Growing up, Redding had gospel, rock and R&B musical
influences all around him, but his biggest influence was Macon
neighbor Little Richard, whom he first heard at age 13. Redding grew up
listening to him on the radio and began imitating his energetic performances, even
covering his song "Lucille" on his first album. He also idolized Sam Cooke, a more tender
balladeer in contrast to Little Richard. According to author Arnold Shaw, it was the combination
of these two influences that later made Redding such a unique soul singer.

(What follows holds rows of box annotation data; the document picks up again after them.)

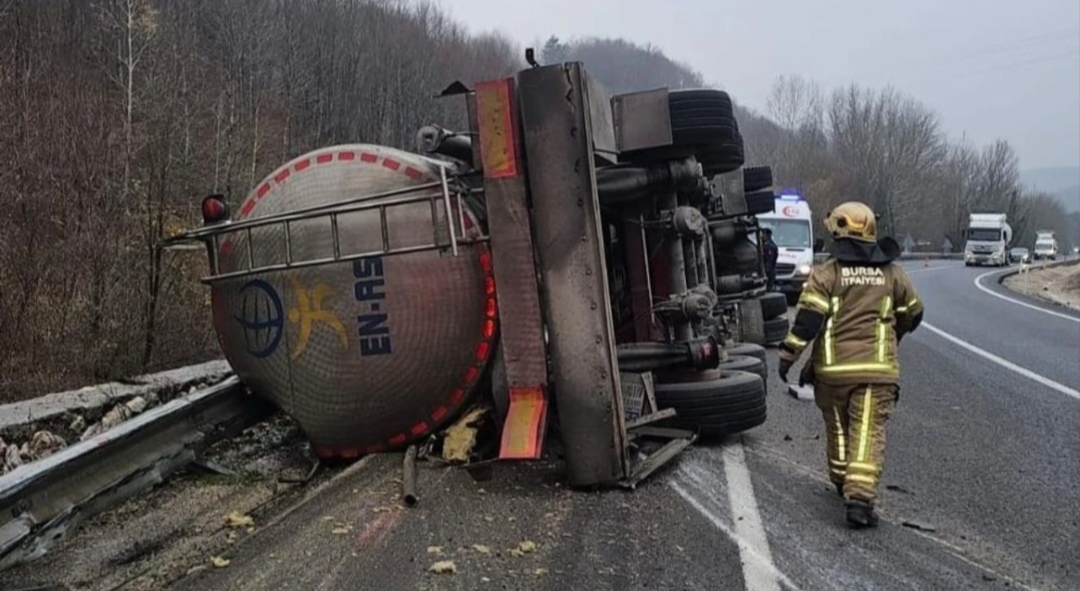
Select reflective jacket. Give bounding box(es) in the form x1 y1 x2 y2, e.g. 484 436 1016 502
780 258 922 385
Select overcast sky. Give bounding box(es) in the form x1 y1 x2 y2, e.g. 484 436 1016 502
436 0 1080 169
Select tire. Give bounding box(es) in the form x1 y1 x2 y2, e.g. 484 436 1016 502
765 315 791 345
725 342 766 363
719 353 769 382
667 89 745 176
739 299 768 345
743 166 772 193
656 372 768 439
714 238 768 276
745 191 777 215
757 292 787 320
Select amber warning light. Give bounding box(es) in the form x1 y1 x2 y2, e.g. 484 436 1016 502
202 194 229 225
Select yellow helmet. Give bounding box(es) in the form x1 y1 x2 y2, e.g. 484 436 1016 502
825 201 877 242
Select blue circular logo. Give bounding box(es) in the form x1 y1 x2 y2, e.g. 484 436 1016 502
232 279 285 359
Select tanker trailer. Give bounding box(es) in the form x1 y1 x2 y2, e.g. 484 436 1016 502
184 145 497 458
162 57 765 487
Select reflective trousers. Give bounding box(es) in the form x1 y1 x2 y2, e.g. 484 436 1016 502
814 382 897 503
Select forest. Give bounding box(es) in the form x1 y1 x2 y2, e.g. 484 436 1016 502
0 0 1075 402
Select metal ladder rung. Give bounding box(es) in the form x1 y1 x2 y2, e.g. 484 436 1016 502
196 167 488 282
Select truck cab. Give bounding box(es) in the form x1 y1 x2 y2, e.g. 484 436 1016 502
1032 231 1057 260
757 193 813 305
963 214 1012 267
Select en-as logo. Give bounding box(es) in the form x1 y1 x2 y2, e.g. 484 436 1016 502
352 257 393 357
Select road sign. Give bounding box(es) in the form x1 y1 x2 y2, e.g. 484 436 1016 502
904 234 915 253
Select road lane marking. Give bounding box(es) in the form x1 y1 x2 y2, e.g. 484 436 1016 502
904 265 960 274
671 442 799 591
920 322 1080 400
723 442 780 591
975 265 1080 322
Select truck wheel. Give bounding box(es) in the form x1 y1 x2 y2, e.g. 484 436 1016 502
719 353 768 381
725 342 766 363
765 315 791 345
743 166 772 193
667 90 746 176
745 191 777 215
757 292 787 320
739 299 766 345
657 372 768 439
713 237 758 276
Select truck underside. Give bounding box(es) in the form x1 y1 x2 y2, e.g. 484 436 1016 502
162 58 787 487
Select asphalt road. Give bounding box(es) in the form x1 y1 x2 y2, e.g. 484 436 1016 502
12 263 1080 591
157 263 1080 591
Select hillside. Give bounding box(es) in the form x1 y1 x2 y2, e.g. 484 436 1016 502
1021 166 1080 213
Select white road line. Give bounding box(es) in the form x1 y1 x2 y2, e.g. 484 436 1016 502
672 442 798 591
975 266 1080 322
724 442 780 591
904 265 959 274
920 322 1080 400
672 482 799 591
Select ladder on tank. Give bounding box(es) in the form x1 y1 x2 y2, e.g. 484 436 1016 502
162 162 489 284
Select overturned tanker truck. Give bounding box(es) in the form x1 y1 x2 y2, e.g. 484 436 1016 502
171 57 773 487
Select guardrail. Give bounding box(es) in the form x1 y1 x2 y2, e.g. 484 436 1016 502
0 376 271 570
813 252 963 263
997 256 1080 283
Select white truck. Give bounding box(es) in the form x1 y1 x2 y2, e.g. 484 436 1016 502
963 214 1012 267
757 194 813 305
1031 230 1057 260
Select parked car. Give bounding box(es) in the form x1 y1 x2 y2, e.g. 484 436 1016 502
1009 246 1031 263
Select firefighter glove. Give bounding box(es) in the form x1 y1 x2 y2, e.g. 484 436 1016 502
780 359 792 384
799 362 818 388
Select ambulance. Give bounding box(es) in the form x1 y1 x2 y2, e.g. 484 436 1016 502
757 193 813 306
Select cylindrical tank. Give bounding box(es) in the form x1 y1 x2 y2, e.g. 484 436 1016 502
212 145 497 458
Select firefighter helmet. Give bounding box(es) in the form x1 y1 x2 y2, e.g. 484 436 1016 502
825 201 877 242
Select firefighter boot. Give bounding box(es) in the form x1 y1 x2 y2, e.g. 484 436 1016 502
845 499 878 529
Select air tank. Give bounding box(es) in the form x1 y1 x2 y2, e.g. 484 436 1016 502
211 145 497 458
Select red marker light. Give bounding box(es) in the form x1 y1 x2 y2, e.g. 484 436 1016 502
202 194 229 224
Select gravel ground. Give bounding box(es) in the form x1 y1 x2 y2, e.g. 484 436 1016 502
1004 264 1080 310
0 415 319 591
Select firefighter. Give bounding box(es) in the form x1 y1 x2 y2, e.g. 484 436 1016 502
761 228 780 292
780 202 922 527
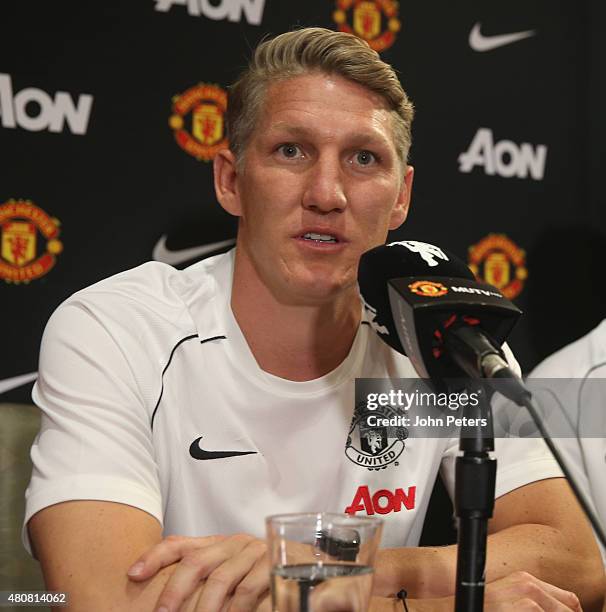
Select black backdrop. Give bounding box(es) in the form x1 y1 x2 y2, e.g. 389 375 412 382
0 0 606 401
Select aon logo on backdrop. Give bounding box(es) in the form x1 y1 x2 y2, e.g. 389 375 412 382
155 0 265 25
0 73 93 135
459 128 547 181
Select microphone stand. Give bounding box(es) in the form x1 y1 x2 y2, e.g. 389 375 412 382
454 379 497 612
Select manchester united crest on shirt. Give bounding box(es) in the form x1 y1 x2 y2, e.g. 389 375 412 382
345 404 408 470
333 0 401 52
168 83 228 161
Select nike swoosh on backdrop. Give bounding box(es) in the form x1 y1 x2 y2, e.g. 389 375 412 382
469 21 535 52
0 372 38 394
152 235 236 266
189 436 257 460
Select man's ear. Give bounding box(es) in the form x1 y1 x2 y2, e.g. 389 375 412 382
213 149 242 217
389 166 415 230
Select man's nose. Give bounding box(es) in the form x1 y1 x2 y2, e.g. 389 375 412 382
303 155 347 213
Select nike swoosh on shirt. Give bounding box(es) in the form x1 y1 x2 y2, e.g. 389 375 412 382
152 235 236 266
469 21 535 52
189 436 257 460
0 372 38 394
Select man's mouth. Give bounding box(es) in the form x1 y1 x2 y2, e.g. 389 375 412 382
302 232 339 243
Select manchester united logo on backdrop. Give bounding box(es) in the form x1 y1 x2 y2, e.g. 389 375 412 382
345 404 408 471
333 0 402 52
0 200 63 283
468 234 528 300
169 83 227 161
408 281 448 297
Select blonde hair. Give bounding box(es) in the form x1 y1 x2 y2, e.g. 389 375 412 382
226 28 414 166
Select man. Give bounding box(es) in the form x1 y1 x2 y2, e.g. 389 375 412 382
26 28 601 612
528 319 606 565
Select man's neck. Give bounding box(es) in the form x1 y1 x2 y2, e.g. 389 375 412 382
231 247 361 381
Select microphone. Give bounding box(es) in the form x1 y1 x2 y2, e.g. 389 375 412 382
358 240 522 401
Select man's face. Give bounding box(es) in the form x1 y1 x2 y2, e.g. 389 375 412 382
220 73 412 304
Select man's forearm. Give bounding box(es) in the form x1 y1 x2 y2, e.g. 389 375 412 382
375 524 604 610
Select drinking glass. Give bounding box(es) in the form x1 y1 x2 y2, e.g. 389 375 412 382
266 512 383 612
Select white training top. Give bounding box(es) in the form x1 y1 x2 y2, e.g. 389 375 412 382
23 246 561 548
529 319 606 565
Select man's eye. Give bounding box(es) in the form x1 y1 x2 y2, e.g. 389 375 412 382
278 143 301 159
355 151 377 166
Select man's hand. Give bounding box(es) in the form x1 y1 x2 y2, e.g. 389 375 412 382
128 534 270 612
400 572 582 612
484 572 581 612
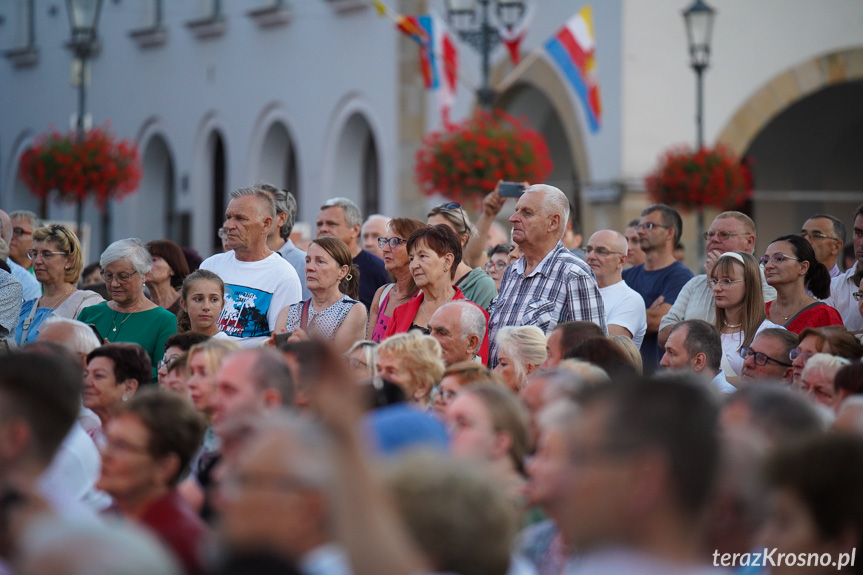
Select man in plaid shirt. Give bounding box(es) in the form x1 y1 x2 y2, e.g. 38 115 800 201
488 184 607 367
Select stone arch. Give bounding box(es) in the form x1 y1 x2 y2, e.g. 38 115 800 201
246 103 301 204
717 47 863 155
315 95 382 215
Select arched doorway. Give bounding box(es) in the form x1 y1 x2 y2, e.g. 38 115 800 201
332 113 380 214
257 122 300 203
503 84 581 203
136 135 178 241
717 48 863 255
206 134 228 253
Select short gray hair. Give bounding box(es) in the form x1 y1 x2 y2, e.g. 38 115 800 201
321 197 363 228
438 300 486 341
231 188 276 219
524 184 569 231
37 313 102 354
255 182 297 241
495 325 548 379
246 408 335 491
800 353 851 381
99 238 153 277
9 210 42 228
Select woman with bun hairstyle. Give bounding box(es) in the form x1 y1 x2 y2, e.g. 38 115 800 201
760 235 842 334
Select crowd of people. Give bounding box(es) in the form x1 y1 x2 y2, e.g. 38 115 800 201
0 184 863 575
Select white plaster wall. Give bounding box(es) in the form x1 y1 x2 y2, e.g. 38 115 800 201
621 0 863 180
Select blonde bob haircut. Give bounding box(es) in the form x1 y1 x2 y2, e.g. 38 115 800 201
378 330 444 403
495 325 548 381
33 224 84 284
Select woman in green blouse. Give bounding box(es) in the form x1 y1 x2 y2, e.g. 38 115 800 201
78 239 177 380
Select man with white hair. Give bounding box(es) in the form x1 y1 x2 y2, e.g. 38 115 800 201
0 210 42 301
584 230 647 349
315 198 390 309
258 184 312 300
201 188 302 347
362 214 390 259
489 184 607 367
429 300 487 367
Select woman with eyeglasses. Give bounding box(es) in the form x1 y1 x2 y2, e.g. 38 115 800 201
366 218 428 342
428 202 496 309
15 224 105 346
707 252 781 384
386 225 492 363
760 235 842 334
96 391 208 574
485 244 512 291
78 239 177 380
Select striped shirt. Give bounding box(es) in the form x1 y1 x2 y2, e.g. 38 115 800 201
488 242 607 367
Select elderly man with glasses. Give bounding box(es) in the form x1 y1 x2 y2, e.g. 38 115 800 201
800 214 845 278
488 184 607 367
740 328 797 385
584 230 647 349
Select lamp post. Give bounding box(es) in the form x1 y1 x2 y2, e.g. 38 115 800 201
446 0 525 110
66 0 102 234
683 0 716 260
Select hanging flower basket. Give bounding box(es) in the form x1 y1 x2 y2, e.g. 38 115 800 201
20 128 141 209
644 146 752 211
415 110 552 201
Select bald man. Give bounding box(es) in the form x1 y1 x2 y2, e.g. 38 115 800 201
584 230 647 349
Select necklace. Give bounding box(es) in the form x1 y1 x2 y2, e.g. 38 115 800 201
111 303 141 341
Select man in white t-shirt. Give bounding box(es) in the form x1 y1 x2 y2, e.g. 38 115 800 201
201 188 302 347
584 230 647 349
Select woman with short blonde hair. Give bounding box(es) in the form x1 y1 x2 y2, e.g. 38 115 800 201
377 331 444 406
494 325 548 393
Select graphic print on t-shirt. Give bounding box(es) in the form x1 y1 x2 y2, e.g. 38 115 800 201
219 283 273 337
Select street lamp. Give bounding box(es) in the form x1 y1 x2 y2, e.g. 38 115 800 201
66 0 102 234
446 0 525 110
683 0 716 260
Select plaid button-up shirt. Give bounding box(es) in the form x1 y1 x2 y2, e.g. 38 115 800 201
488 242 608 367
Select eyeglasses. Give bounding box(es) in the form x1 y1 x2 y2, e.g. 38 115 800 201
378 237 407 250
758 254 800 266
707 278 743 289
701 232 749 242
788 347 815 362
800 230 842 242
583 246 623 258
159 355 180 369
635 222 671 232
102 272 138 284
27 250 69 261
485 261 508 272
437 202 470 234
739 345 791 367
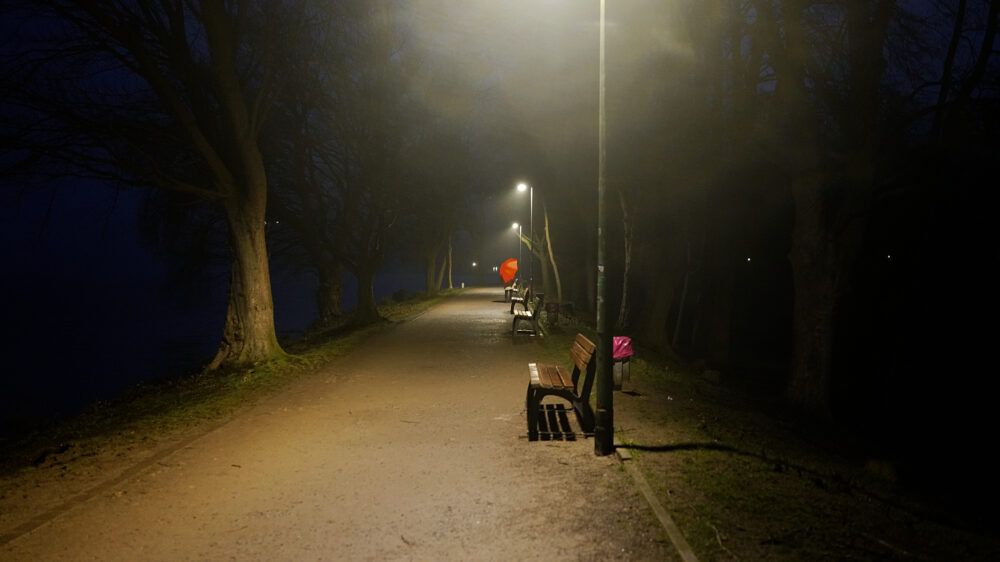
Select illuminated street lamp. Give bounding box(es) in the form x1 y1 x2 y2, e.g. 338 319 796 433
594 0 615 456
510 222 521 278
517 182 535 291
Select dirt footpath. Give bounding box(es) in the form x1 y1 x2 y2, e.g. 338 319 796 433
0 289 676 561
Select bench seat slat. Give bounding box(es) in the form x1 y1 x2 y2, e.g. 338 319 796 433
528 363 573 389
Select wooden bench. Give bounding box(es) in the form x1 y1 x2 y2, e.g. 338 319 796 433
503 279 518 302
510 293 545 336
510 285 532 314
524 334 597 441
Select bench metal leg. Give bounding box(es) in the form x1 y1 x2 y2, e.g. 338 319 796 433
524 384 538 441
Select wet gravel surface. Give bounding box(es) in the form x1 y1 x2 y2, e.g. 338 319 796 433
0 288 675 561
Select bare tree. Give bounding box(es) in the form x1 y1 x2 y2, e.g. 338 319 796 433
1 0 310 369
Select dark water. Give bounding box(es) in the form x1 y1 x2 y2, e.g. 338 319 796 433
0 190 442 439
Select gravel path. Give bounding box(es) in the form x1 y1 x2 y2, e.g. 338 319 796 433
0 288 672 561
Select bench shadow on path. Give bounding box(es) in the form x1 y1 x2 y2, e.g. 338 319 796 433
538 404 586 441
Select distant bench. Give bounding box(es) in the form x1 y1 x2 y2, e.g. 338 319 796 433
524 334 597 441
503 279 519 302
510 285 531 314
510 293 545 336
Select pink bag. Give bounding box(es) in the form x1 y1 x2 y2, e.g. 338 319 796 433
611 336 632 359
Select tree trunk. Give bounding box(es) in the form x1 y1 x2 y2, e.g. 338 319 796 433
316 262 344 329
616 189 633 330
208 188 285 370
542 205 562 304
448 235 455 289
786 172 837 421
424 248 441 295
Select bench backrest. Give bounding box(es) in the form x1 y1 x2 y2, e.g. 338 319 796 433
569 334 597 400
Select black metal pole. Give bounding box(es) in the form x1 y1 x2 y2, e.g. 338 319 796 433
594 0 615 456
528 185 535 296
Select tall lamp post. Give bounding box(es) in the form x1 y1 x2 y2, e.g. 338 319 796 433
594 0 615 456
517 182 536 293
510 222 522 278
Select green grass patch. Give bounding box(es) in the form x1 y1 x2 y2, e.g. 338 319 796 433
0 290 454 476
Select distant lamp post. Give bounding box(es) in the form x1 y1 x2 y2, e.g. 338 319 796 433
517 182 535 291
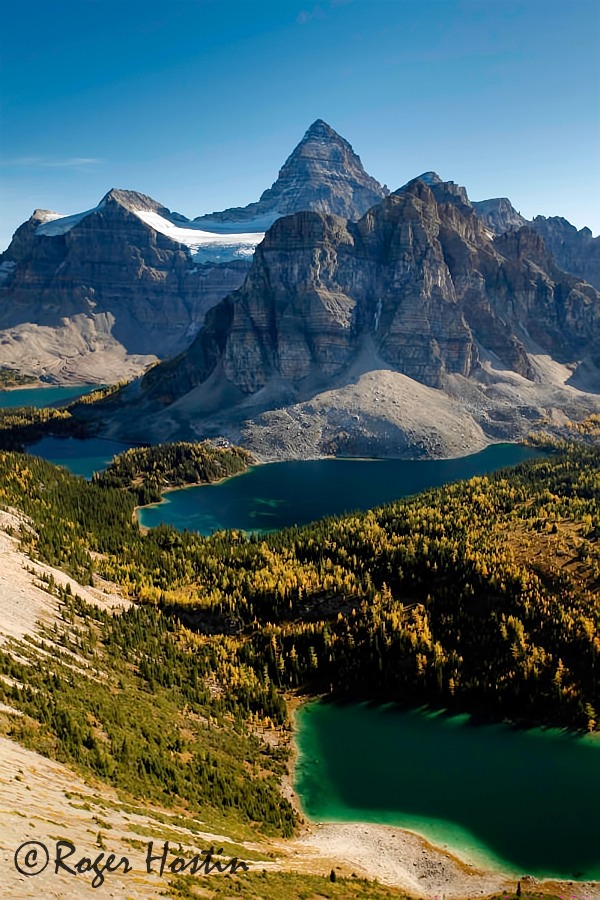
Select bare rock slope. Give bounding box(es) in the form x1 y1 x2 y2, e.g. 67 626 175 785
96 173 600 458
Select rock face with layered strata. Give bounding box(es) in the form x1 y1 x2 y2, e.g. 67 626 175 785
473 197 527 234
530 216 600 290
101 173 600 458
194 119 389 228
0 190 250 382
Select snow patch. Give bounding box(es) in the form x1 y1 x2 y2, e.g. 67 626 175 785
35 206 99 237
195 210 284 235
0 259 17 284
132 209 265 264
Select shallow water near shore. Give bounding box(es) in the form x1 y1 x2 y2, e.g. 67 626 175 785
295 702 600 880
0 384 100 409
139 444 541 534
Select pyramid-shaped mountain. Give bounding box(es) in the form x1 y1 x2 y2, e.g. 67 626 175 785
195 119 388 229
0 120 385 382
98 173 600 459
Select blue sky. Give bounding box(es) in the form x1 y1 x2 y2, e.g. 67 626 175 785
0 0 600 249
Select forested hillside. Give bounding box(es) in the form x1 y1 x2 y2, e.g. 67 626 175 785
0 444 600 729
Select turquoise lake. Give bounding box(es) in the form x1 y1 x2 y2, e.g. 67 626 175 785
27 437 135 478
0 384 99 409
139 444 540 534
295 702 600 880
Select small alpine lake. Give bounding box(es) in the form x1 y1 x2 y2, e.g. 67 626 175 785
295 701 600 880
0 384 102 409
139 444 542 534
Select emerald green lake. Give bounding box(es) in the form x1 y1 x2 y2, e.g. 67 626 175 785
0 384 99 409
139 444 540 534
295 702 600 880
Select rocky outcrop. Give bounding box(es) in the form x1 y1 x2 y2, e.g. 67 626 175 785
473 197 527 234
195 119 388 229
530 216 600 290
99 179 600 458
0 190 255 382
0 120 386 382
473 197 600 290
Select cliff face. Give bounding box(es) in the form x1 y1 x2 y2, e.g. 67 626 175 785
0 120 386 382
530 216 600 290
194 119 388 228
128 179 600 458
0 190 250 381
473 197 527 234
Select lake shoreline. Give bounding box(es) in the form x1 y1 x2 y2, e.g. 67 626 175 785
282 694 600 900
132 462 256 534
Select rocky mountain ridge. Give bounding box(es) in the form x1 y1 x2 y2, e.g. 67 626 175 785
194 119 389 230
0 120 386 382
0 119 600 390
96 173 600 458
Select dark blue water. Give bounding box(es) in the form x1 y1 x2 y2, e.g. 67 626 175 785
140 444 540 534
0 384 100 409
27 437 130 478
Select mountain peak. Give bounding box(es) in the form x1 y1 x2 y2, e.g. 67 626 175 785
195 119 388 230
301 119 340 144
98 188 168 212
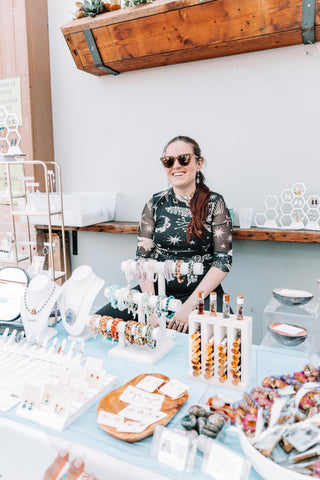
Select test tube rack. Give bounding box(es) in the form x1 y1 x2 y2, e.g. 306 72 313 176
188 311 252 391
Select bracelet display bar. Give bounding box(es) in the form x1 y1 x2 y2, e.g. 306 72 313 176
188 311 252 390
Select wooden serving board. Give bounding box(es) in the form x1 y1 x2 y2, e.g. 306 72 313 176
97 373 189 443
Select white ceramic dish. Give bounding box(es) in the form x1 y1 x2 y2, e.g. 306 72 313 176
238 427 309 480
268 323 308 347
272 288 313 306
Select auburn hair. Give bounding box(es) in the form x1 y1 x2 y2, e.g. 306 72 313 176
164 135 210 243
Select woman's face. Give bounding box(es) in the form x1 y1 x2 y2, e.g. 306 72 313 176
165 140 203 195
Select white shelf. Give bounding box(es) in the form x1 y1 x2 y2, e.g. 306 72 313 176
0 255 29 263
12 210 62 217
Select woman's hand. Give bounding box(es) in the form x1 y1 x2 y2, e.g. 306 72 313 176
148 312 159 327
167 303 192 333
43 449 97 480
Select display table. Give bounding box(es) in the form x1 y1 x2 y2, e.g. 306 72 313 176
0 326 310 480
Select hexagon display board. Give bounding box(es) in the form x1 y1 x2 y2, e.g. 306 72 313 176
255 183 320 230
0 106 22 157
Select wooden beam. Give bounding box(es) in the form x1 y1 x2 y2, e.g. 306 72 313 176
36 221 320 243
62 0 320 75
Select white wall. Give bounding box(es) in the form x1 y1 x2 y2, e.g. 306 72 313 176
48 0 320 341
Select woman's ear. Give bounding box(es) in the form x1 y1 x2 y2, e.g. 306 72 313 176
197 157 203 168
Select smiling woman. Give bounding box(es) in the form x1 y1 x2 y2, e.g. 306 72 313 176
97 136 232 332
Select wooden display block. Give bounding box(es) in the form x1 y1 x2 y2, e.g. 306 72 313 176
188 311 252 390
62 0 320 75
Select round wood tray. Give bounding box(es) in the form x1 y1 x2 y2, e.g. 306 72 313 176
97 373 189 443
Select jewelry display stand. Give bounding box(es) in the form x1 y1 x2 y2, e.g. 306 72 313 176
0 331 116 431
104 288 181 365
121 259 203 295
21 275 62 341
60 265 104 342
0 156 67 280
188 311 252 390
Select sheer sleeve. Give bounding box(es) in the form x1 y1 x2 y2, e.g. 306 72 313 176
212 197 232 273
136 199 155 257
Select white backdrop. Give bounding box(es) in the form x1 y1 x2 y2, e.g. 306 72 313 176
48 0 320 341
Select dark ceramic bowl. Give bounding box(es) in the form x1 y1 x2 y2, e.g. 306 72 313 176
272 288 313 306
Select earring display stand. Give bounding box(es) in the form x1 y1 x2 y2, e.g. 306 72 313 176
1 155 67 280
104 287 181 365
121 259 203 295
188 311 252 390
21 275 61 341
61 265 104 342
0 329 116 431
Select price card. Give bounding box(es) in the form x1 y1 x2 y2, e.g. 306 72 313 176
152 427 194 472
201 440 251 480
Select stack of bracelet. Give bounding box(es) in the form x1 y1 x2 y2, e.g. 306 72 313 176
191 330 201 377
218 336 227 382
204 335 214 378
89 315 157 348
230 332 241 385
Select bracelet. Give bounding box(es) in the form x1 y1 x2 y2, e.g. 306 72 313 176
147 259 158 283
124 320 137 343
175 260 184 283
155 295 166 318
135 258 146 281
134 322 146 345
99 317 108 336
141 292 153 315
89 314 101 335
165 295 174 320
108 285 120 308
146 325 157 348
111 318 123 340
187 260 198 283
118 289 127 312
124 258 134 285
163 260 174 282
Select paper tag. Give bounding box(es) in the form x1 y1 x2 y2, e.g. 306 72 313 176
119 405 167 425
97 410 123 428
157 428 190 472
159 379 189 399
117 420 149 433
201 440 250 480
119 385 164 410
136 375 164 393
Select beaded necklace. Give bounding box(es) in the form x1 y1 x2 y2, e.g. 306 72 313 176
23 283 56 315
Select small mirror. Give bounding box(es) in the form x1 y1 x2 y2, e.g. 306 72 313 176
0 267 29 322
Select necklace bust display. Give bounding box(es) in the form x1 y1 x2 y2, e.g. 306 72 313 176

Redding began making music working every
Sunday morning at a Macon radio station playing behind gospel groups. In 1958, he
began entering local DJ Hamp Swain's Teenage Party contests
at Macon's Douglass Theater. Often singing Elvis Presley songs, Redding
was a crowd favorite. After winning fifteen weeks in a row, he was no
longer allowed to compete.
It was there that he met fellow performer Johnny Jenkins
and his white teenage manager, Phil Walden. Walden began booking Redding as a vocalist for local
bands and Johnny Jenkins's Pinetoppers, with whom Redding would finally get his break.
Popular on the college circuit in Georgia, Redding toured with the group and cut an
imitation Little Richard song called "Shout Bamalama." Nothing ever came of the song,
but its lead singer, Otis Redding, was about to become a star.